Former NY Times reporter Judith Miller’s testimony played a significant role in the case of Scooter Libby both when she originally made it and later when she recanted it. Now that Libby has officially been pardoned, Miller talked to Fox News to explain why she believes this was the right decision.
“I think it’s long overdue,” Miller said. She continued, “Ever since I got out of jail and began trying to look into the details of the Scooter Libby case…I became persuaded that my testimony had been in error and that he, in fact, had done nothing wrong.
“I decided to go back and correct the record in my own book, which I did, and when Scooter Libby was given his law license back a year and a half ago, the judge specifically cited my testimony, the recantation of my testimony, as one of the factors in his decision.”
All of this stems from a note Miller wrote about a conversation with Scooter Libby. She wrote “(wife works in bureau?)” in reference to Joe Wilson’s wife Valerie Plame. That was taken as proof that Libby must of have raised Plame’s work at the CIA. But as Peter Berkowitz explained in a piece for the Wall Street Journal back in 2015, Miller later decided her note probably hadn’t been a reference to Plame’s work at the CIA at all, but was more likely a question about her cover working at the State Department:
Ms. Miller’s new memoir recounts that after her conditions had been met and Mr. Fitzgerald asked the court to release her from jail in September 2005, she was summoned to testify before the grand jury. While Mr. Fitzgerald prepared her, she recalls, his pointed queries led her to believe that a four-word question regarding Joseph Wilson surrounded by parentheses in her notebook—“(wife works in Bureau?)”—proved that Mr. Libby had told her about Ms. Plame’s CIA employment in a June 23, 2003, conversation (well before Mr. Libby’s phone conversation with Russert). She so testified at trial in 2007.

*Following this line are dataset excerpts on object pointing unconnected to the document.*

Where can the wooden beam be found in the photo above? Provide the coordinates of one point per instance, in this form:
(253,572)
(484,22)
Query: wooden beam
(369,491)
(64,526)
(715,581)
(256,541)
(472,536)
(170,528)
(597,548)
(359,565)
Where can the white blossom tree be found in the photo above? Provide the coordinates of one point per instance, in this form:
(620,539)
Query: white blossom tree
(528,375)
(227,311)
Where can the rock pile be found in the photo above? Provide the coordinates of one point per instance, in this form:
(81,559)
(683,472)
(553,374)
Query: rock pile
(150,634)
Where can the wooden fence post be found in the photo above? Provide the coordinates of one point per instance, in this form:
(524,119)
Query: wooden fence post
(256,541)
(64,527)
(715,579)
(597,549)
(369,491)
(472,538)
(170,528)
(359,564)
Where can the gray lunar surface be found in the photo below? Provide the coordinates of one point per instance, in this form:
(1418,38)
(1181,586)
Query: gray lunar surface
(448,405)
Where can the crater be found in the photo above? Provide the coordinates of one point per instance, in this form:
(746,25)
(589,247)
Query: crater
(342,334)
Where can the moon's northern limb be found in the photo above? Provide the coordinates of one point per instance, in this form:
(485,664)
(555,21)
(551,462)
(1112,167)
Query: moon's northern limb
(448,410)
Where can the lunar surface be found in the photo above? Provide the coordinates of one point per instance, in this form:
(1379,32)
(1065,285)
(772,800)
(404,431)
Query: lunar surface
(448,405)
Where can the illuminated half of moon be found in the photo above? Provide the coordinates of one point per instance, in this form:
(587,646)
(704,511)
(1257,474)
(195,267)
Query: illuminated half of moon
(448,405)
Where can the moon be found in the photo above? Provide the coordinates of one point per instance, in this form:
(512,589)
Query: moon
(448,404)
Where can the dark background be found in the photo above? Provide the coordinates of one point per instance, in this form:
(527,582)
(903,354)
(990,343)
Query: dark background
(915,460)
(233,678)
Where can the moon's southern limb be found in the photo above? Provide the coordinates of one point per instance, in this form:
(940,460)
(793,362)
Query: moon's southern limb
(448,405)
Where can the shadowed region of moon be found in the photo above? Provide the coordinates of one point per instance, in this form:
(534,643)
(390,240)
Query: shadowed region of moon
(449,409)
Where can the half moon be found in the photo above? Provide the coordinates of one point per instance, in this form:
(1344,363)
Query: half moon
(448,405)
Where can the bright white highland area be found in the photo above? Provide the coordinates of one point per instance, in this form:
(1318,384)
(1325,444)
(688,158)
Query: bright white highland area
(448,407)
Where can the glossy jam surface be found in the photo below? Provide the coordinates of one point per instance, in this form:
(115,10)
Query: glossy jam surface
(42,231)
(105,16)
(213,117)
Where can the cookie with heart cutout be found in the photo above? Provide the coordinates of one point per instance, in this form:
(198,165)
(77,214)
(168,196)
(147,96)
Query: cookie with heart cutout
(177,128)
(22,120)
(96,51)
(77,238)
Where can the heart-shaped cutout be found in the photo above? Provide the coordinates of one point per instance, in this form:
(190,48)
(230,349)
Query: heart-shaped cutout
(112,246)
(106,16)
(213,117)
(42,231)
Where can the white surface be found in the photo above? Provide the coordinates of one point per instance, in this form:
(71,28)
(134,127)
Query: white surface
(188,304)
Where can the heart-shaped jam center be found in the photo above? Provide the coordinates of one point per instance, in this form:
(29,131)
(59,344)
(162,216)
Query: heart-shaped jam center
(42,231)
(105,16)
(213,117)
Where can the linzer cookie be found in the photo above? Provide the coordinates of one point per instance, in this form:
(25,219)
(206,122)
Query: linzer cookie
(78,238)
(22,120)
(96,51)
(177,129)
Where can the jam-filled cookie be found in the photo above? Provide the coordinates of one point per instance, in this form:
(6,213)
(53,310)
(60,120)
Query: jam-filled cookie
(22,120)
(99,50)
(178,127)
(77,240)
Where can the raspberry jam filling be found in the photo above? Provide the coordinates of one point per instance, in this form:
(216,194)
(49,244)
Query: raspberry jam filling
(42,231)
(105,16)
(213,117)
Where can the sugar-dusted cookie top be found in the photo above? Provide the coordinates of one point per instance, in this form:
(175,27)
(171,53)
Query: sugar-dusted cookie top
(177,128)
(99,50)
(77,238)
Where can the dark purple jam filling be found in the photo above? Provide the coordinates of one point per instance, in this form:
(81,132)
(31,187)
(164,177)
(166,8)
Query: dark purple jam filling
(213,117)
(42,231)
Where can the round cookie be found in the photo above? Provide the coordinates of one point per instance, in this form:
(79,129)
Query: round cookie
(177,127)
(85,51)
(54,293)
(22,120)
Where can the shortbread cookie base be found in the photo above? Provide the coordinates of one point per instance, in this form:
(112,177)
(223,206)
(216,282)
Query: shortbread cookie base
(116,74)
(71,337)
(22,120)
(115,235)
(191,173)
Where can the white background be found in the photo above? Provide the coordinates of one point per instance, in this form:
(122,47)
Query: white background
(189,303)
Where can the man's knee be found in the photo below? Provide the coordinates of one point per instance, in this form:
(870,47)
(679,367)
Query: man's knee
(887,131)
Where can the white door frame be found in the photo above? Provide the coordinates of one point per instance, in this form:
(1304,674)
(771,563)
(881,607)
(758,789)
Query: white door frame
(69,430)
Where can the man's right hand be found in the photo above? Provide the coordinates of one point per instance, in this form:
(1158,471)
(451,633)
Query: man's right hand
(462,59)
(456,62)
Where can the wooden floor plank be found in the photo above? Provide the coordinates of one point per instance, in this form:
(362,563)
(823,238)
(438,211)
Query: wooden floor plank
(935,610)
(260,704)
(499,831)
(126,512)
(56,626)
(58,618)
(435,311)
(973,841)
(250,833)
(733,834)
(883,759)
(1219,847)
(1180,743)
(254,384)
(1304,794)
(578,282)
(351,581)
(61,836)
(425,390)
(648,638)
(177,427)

Three years later, Ms. Miller writes, she was reading Ms. Plame’s book, “Fair Game,” and was astonished to learn that while on overseas assignment for the CIA Ms. Plame “had worked at the State Department as cover.” This threw “a new light” on the June 2003 notebook jotting, Ms. Miller says, since the State Department has “bureaus,” while the CIA is organized into “divisions.”…
Mr. Fitzgerald, who had the classified file of Ms. Plame’s service, withheld her State Department cover from Ms. Miller—and from Mr. Libby’s lawyers, who had requested Ms. Plame’s employment history. Despite his constitutional and ethical obligation to provide exculpatory evidence, Mr. Fitzgerald encouraged Ms. Miller to misinterpret her ambiguous notes as showing that Mr. Libby brought up Ms. Plame…
If Ms. Miller had testified accurately, she would have dealt a severe blow to Mr. Fitzgerald’s central contention that Mr. Libby was lying when he said he was surprised to hear Russert mention Ms. Plame.
Fitzgerald knew all along that someone else, Deputy Secretary of State Richard Armitage, had leaked Plame’s name. Armitage was never charged with anything and an investigation found the leak did no harm to national security. Libby’s conviction hinged largely on Miller’s testimony which should have made her recantation significant. But by the time Miller reconsidered, the media was no longer interested in the case.